Crónica da anunciada avaria irreparável da geringonça (74)

Outras avarias da geringonça.

Assistiu-se nos últimos dias ao «assalto ao castelo» do BdP e ao cerco do Conselho de Finanças Públicas (CFP) concertados no parlamento e nos mídia amigos (quase todos, diga-se). Porquê? Porque, pela sua independência, têm desempenhado o papel de borbulha no traseiro da geringonça dificultando-lhe o sentar.

No caso do CFP, até o presidente dos Afectos fez uma perninha com as suas tretas sobre milagres, tretas que nunca sabemos se são ignorância, ligeireza, falta de escrúpulos ou uma mistura de tudo isso. Já que escrevo «milagre», recomendo o artigo muito esclarecedor de Miranda Sarmento «O “milagre” nas contas públicas».

No caso do BdP, a geringonça tenta obrigar Carlos Costa a demitir-se, recusando as suas propostas de nomeação de novos administradores, colocando no Conselho Consultivo Francisco Louçã, o expoente do tele-evangelismo lui-même, e criando uma nova entidade (a atafulhar de apparatchiks) e submetendo-lhe o BdP. Para além de fazer a excisão da borbulha no seu traseiro, o que pretende a geringonça com a ajuda do tele-evangelista? Segundo João Vieira Pereira escreveu no Expresso pretende «tomar conta do BdP para deitar as mãos aos cerca de 4,5 mil milhões de provisões por riscos gerais que o banco tem e assim ajudar a que se atinja mais facilmente o défice acordado com Bruxelas». Há também quem especule que Costa esteja a tentar desalojar Carlos Costa para colocar no seu lugar Centeno, alijando-o de um cargo político onde se tem espalhado e oferecendo-lhe a cabeça e o lugar do seu nemesis. Não sei se será assim, mas, conhecendo-se o potencial de manobra da geringonça, a falta de escrúpulos dos seus apparatchiks e o desespero de Costa para salvar a sua própria cabeça, não descartaria nenhuma das hipóteses.

A saga dos offshores, tirada debaixo do tapete para esvaziar as trapalhadas da nomeação da administração da Caixa, acabou por se transformar num tiro no pé da geringonça quando veio a público que a maioria das «declarações ocultas» eram da responsabilidade do actual governo. Falando da Caixa, foram conhecidos os resultados de 2016: o maior prejuízo de sempre, quase dois mil milhões de euros, tanto quanto os prejuízos nos 5 anos anteriores, explicado por anos de créditos irrecuperáveis aos amigos do regime com as imparidades empurradas para baixo do tapete.

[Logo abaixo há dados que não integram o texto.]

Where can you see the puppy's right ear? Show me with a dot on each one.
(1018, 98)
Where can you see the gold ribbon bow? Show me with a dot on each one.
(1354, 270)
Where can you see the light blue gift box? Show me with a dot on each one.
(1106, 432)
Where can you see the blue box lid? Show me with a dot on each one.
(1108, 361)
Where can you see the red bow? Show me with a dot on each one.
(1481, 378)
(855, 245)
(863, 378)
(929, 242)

Felizmente para o actual governo, o governo anterior, isto é a actual oposição, deu há 6 anos, talvez sem o saber, um tiro no pé ao nomear SEAF Paulo Núncio, uma criatura envolvida dos pés à cabeça com offshores. É claro que isto não significa que o governo PSD-CDS tenha especiais responsabilidades em transferências que são legais e numa evasão fiscal que até agora não se confirmou - aliás Paulo Ralha, um apparatchik sindical, não teve dúvida em declarar ao jornal i que «nas transferências para offshores, os impostos já foram pagos, o problema é a origem do dinheiro». Porém, para o caso, isso interessa pouco, porque as câmaras de eco da esquerdalhada, já começaram a aproveitar a ligação nas sinapses do homo lusitanicus vulgaris entre offshores e «roubo do nosso dinheiro», perante a incompetência e passividade da oposição.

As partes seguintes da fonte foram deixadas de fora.